The Missing RoseIn spite of bending her head, Diana still hit it on the lintel of the door. But at least there really was a garden on the other side.
A thin mist, pearly pink in the early morning light, covered everything, giving the garden an air of mystery, yet the mist was still unable to conceal the garden’s rainbow colours. A narrow path of hexagonal tiles wound its way among the roses. The light breeze made the roses sway in harmony with the nightingales flying above. Only the sound of the birds and the gentle murmur of the water in the marble pool broke the silence.
Diana stood for a moment with her eyes half shut, inhaling the perfume in the air. With each breath, she felt as if she was being drawn closer to some heavenly place. But she returned to reality as Zeynep Hanim took off her shoes and started to rub her bare feet in the earth.
‘Come, dear,’ Zeynep Hanim said, ‘you do the same’.
Diana took off her shoes and did as she was told.
‘I know asking this won’t make any difference, but I still want to know why I now have a pair of dirty feet.’

Remembering earth

‘The roses are always wary lest the beauty of a gift should make them forget the giver.’
‘Of course!’ Diana said, ‘Why didn’t I think of that?’
‘Roses never, not even for a moment, forget that their existence and beauty are gifts from the earth. They are well aware that when their time comes, they’ll fade and fall to the earth as seeds, and that the earth will only accept the seeds of the roses which haven’t forgotten where they’ve come from. By touching the earth with our bare feet, we show the roses that we haven’t forgotten the earth, either. Roses appreciate this.’
Waking up to the moment
When they returned to their stools, Zeynep Hanim said, ‘Now, Diana, I’d like you to go to that fountain over there, wash your head thoroughly and then come back here.’
‘But I washed my hair just this morning.’
‘I can see that, dear. Now please go and wash your head.’
Shrugging her shoulders, Diana walked across to the fountain. The water was ice-cold and she couldn’t avoid splashing her clothes. As she shivered in the cool morning air, she felt glad she hadn’t come there in winter. After wringing the water out of her hair and combing it through with her fingers, she returned to her stool like an obedient schoolgirl.
‘Now, Diana, I’d like you to go to that fountain over there, wash your head thoroughly and then come back here.’
For a minute Diana felt as though she were experiencing déjà vu.

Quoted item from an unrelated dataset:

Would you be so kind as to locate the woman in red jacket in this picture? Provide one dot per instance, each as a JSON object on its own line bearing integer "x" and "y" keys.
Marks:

It wasn’t just the words that had been repeated, but the expression on Zeynep Hanim’s face was also the same
as before. Diana sat glued to her seat for a minute without saying a word.
Unable to resist the stern look in Zeynep Hanim’s eyes, she went back to the fountain and washed her head again. As she headed back to her stool, she feared the possibility that Zeynep Hanim might again ask her to do the same thing.
‘There you go,’ Zeynep Hanim said. ‘Now that’s done, we can begin. Oh, before I forget, if this lesson goes well, I have a surprise for you in the next one.’
‘What kind of surprise?’
‘Didn’t I say it was a surprise?’
‘I see… By the way, am I allowed to ask questions in the garden?’
‘Of course you are. Only I should tell you that you don’t need to understand the reason behind everything we do in the garden to achieve your goal. If you don’t forget what you experience here, sooner or later, all your questions will be answered.
‘During our time in the garden, you’re both the student and the teacher. You already have all the answers. As I said earlier, at one time you even had the ability to hear roses. I’m just here to remind you of the things you’ve forgotten, that’s all. Hearing roses is easy. Very easy. All you have to do is either recall what you’ve forgotten, or forget all you’ve been taught.’
‘But I still want to know why my hair had to be wet!’

Planting the seed

‘Every question in the garden is like a seed, Diana. In time, it grows roots, stems and buds, and finally blossoms.
I can assure you, you’ll never forget for the rest of your life that one cool morning you had to wash your already clean hair twice. Once something is lived it can never be like it was not lived. And the experience of having lived it will sooner or later give you the answer you’ve been looking for. But this time, let me answer your question for you: I wanted you to wash your head because that head belonged to Diana.’
‘But I am Diana!’
‘Didn’t we agree to wipe out the résumé?’
‘Well, why did I have to wash it the second time then?’
‘After the first time you were freed of Diana’s hairstyle. But the mind that gave your hair that shape was still there.’
‘Oh, so by washing it the second time, I stopped thinking like Diana, is that it?’ she asked with a sceptical smile. ‘I don’t mean to judge, but all this sounds too formalistic.’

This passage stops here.